From its early stages cultural studies were under criticism from within the Marxist oriented agenda. This criticism asserted that cultural studies' preoccupation with representations, identities and so forth came at the expanse of addressing the economic structures of society and culture.
The debate heated up over a series of articles published in 1995 in Critical Studies in Mass Communication between Nicholas Garnham and Graham Murdock from the political economy side and Lawrence Grossberg and James Carey on the side of cultural studies.
The first shot was fired by Garnham in his "Political Economy and Cultural Studies: Reconciliation or Divorce?" where he accused the Birmingham School and their predecessors in favoring discussions of ethnicity and gender in favor of examining the more essential matter of economic factors which determine social stratification. Garnham did not argue that these issues were not important, but that they must be preceded by discussion of the economic aspects of culture. Symbolizing, signifying and representation are meaningless, he argued, if the material conditions stay the same.
Grossberg then commented by arguing that it is wrong to claim that cultural studies has disengaged itself from pursuing the economical power structures which underlie the cultural industry, referring to the work of scholars like Dorothy Hobson, Mike Apple, Cameron McCarthy and even Pierre Bourdieu which examined the relations of cultural production to social reproduction.
James Carey criticized another aspect of the political economy theory. He claimed that economical models aspire to absolutism which does not amount to the time-and-place intimacy of the work of cultural studies which do not simply deduce the nature of specific societies from abstract models.

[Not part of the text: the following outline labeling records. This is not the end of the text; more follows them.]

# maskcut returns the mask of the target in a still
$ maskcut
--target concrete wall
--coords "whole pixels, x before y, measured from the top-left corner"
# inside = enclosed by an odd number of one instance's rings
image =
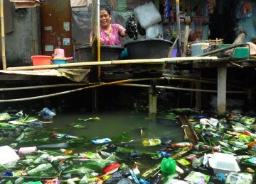
[[[13,6],[11,12],[14,31],[5,34],[7,67],[32,65],[31,56],[40,54],[39,8],[17,11]]]

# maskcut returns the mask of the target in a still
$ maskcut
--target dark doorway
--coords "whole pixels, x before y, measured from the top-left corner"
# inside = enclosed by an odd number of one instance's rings
[[[54,49],[73,56],[70,0],[47,1],[41,7],[42,54],[51,55]]]
[[[223,39],[233,43],[236,38],[235,10],[238,1],[216,0],[214,13],[210,16],[210,39]]]

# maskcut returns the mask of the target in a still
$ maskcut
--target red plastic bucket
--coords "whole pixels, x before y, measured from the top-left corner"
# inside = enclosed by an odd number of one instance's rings
[[[31,56],[31,59],[33,66],[50,65],[51,59],[52,59],[51,56],[44,56],[44,55]]]

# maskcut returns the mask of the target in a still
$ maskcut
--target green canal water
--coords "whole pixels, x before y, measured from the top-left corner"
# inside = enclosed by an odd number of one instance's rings
[[[88,139],[110,138],[113,140],[110,144],[117,146],[132,148],[141,153],[156,153],[164,150],[164,145],[144,146],[143,140],[151,138],[167,138],[173,142],[182,142],[183,133],[179,122],[158,118],[157,115],[148,115],[146,113],[133,113],[126,112],[104,112],[97,113],[60,113],[53,117],[53,123],[48,125],[49,130],[78,136],[85,137]],[[99,117],[100,120],[80,121],[80,119]],[[81,125],[84,128],[76,129],[71,125]],[[125,137],[122,141],[121,137]],[[121,141],[119,141],[119,140]],[[102,146],[89,143],[86,146],[78,144],[74,152],[92,151]],[[142,172],[146,171],[159,160],[152,159],[149,154],[142,154],[137,160],[129,160],[129,154],[118,153],[119,156],[127,161],[127,164],[134,161],[140,164]]]
[[[2,109],[1,113],[3,113]],[[20,110],[13,108],[9,113],[14,114]],[[48,137],[52,133],[66,134],[72,136],[82,137],[84,142],[76,143],[71,149],[73,154],[91,151],[96,153],[104,144],[94,144],[91,140],[110,138],[116,146],[132,148],[142,154],[137,159],[130,159],[127,153],[117,153],[117,156],[122,159],[123,162],[132,166],[134,162],[139,165],[141,173],[146,172],[149,168],[159,163],[161,160],[153,159],[149,153],[156,153],[164,151],[166,145],[144,146],[143,140],[151,138],[165,138],[172,142],[183,141],[183,132],[178,120],[170,120],[162,118],[156,114],[149,115],[146,112],[134,113],[131,110],[111,110],[99,113],[64,111],[58,113],[51,119],[44,118],[43,116],[36,116],[38,110],[23,110],[23,113],[30,116],[38,117],[39,120],[52,121],[50,124],[46,124],[43,128],[38,128],[38,134],[33,135],[34,140],[29,144],[18,144],[17,149],[22,146],[38,146],[55,142],[37,142],[44,137]],[[8,110],[7,110],[8,112]],[[98,117],[97,120],[84,121],[90,117]],[[75,128],[75,125],[82,126]],[[46,133],[47,132],[47,133]],[[50,132],[50,134],[49,134]],[[123,138],[125,139],[123,139]],[[7,141],[1,142],[1,146],[8,145],[15,142],[16,137]],[[58,142],[65,142],[67,139],[58,140]]]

Graham Murdock, from the side of the political economy, disagreed with Carey claiming that specific research like the one produced by cultural studies avoids discussing the essential political questions.
Garnham signed off the debate by again saying that the economical factor should precede any discursive discussion and that the work of the expert should have prominence over the wisdom of the common man so hailed by cultural studies.